Part of NCGR's founding mission was to enrich New Mexico by providing educational science and research opportunities. NCGR has established a multi-faceted outreach strategy that is focused on encouraging students and faculty in New Mexico to study science and math. We seek to establish relationships with the New Mexico science community through working partnerships. Together with regional programs and universities, we work to directly involve students in the research process through mentored training opportunities.

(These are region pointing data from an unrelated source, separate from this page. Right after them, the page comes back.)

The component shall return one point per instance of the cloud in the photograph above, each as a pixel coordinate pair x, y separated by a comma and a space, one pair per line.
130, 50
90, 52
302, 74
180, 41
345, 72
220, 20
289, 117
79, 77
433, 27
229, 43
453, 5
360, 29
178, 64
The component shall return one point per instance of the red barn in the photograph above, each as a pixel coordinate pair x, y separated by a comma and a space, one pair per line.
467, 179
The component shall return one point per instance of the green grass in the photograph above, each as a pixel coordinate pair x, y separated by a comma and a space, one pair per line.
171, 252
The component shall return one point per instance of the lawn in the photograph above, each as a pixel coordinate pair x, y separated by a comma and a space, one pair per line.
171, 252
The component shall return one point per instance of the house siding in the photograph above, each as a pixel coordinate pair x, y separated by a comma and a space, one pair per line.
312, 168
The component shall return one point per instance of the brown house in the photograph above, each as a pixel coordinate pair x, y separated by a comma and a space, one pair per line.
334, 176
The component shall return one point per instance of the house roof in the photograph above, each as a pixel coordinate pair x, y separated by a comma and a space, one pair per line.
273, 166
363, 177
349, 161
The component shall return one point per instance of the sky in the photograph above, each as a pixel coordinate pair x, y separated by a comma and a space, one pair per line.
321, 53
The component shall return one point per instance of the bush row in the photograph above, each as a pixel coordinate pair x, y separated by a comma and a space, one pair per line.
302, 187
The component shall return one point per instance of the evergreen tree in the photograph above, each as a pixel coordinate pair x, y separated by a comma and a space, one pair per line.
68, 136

Core Infrastructure for New Mexico:

An example of our ongoing outreach efforts to regional students and faculty is the NIH-funded New Mexico IDeA Networks of Biomedical Research Excellence (NM-INBRE) program, of which NCGR is a participating institution. As part of this program, NCGR hosts an annual New Mexico Bioinformatics Symposium (NMBIS). Now in its third year, NMBIS brings together about 120 students and faculty from New Mexico, eastern Arizona and west Texas for research presentations, student poster presentations, and hands-on bioinformatic workshops covering such topics as Microarray Experiment Design and Microarray Data Handling, Bioinformatic Tools for Gene Discovery and Comparative Genomics. For many students, this represents their only opportunity to meet and listen to nationally-recognized scientists. One highlight of the meeting includes the catered student and faculty poster sessions, at which students and faculty have an opportunity to chat informally with one another and with nationally-recognized scientists.

Summer Internships:

NCGR offers summer research internships (eight to ten weeks in duration, funded by NSF and NIH) to give New Mexico's undergraduates and faculty the opportunity to couple their classroom knowledge to a research experience. Our interns work on various research projects (for example: studying the relationship between peanut protein structure and allergenicity, using bioinformatic tools and resources to study the evolution of antibiotic resistance, and performing advanced computer simulations of protein dynamics) Interns are given the opportunity to see 'science at work', see science as a viable career path, and to think about their continued education at the Master's or Doctoral level.

Educational Outreach:

NCGR scientists and staff travel to institutions within New Mexico to give hands-on workshops on topics such as genomics and protein structure visualization and manipulation. Furthermore we participate in group-targeted outreach activities such as the Sandia National Laboratory Dream Catcher Science Program, a program intended for American Indian students interested in science, math and engineering.